Project Type: Cultural, Museum, Landscape
Completed: Fall 2022, 4th Year Design Studio
Location: Roma, Italy
Programs: Rhino 6, Enscape, Adobe Suite
Supervised by: Beatrice Bruscoli, b.bruscoli@archiworld.it & Eduardo Cappella, edoardo.cappella@gmail.com
Along the banks of the Tiber, which has become a distinct separation line between the river and the city today, this project acts as an important intersection point and transitional space that aims to promote natural circulation and use by the water. The Tiber, traditionally a hinge element in the urban landscape of Rome, has become largely ignored in the neighbourhoods of the selected site, primarily due to a lack of visual connections and access. To promote intuitive circulation to the river banks below and integration with the natural landscape, the project scheme uses the existing lines formed by the embankment, pulling at them as they juxtapose the city’s built landscape with the natural overgrowth of landscape framing the river.

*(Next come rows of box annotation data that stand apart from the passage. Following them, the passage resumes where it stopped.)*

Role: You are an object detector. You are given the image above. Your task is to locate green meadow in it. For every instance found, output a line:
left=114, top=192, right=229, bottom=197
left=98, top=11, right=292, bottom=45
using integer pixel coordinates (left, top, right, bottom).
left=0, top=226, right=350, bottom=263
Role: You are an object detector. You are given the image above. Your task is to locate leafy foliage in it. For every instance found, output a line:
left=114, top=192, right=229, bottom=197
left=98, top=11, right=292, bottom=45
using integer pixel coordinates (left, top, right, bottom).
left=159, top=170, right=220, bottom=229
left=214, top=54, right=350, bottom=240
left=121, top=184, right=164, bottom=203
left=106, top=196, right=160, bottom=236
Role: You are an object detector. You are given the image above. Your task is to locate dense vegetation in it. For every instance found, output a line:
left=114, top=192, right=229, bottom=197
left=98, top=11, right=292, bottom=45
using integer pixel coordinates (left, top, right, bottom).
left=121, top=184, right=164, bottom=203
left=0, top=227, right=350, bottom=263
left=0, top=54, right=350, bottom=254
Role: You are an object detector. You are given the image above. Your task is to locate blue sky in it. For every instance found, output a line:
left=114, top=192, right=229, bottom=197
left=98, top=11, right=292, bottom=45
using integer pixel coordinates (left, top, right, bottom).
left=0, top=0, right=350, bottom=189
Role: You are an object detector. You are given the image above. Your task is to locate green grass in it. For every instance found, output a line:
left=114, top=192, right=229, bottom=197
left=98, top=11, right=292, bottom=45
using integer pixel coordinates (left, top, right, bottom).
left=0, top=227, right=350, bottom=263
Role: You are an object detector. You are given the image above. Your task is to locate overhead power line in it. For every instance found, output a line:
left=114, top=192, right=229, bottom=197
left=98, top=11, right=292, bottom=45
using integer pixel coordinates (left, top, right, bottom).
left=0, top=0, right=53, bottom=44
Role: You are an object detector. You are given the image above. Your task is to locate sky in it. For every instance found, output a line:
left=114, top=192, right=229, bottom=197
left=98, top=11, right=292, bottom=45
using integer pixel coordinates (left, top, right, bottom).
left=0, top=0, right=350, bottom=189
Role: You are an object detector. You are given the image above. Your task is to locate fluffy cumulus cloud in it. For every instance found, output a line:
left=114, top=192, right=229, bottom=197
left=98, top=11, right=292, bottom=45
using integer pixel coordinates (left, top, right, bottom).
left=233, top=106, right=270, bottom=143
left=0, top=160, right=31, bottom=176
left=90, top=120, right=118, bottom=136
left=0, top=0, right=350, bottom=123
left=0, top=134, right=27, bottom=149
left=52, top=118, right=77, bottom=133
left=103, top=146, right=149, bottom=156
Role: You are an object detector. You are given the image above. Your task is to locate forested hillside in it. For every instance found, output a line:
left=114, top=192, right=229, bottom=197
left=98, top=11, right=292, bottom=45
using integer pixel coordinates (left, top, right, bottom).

The spaces created by these intersecting lines and circulation are then activated by the creation of public spaces, both as part of the museum and as public elements in the urban environment.
Access to the water can then be achieved through following the directed circulation through the museum, crossing spaces and directed views that break through the vegetation and frame the Tiber in different ways, or alternatively through the landscaped park just downstream of the museum. The new museum is mainly below the level of the existing Arsenale complex, accentuating historical structures and further integrating the building into the embankment, with its primary face towards the river. A central lookout point at the Arsenale building becomes the hinge of the project, and symmetry is achieved with artifacts and exhibitions in one direction, and archives in the other. However, regardless of which direction the occupant follows, the lower riverwalk plaza becomes the natural, if unintentional destination.
The park follows the same language as the museum, pulling at lines of the topography, creating spaces of program such as an outdoor classroom, sculpture garden, and flexible picnic hill between the planted landscape.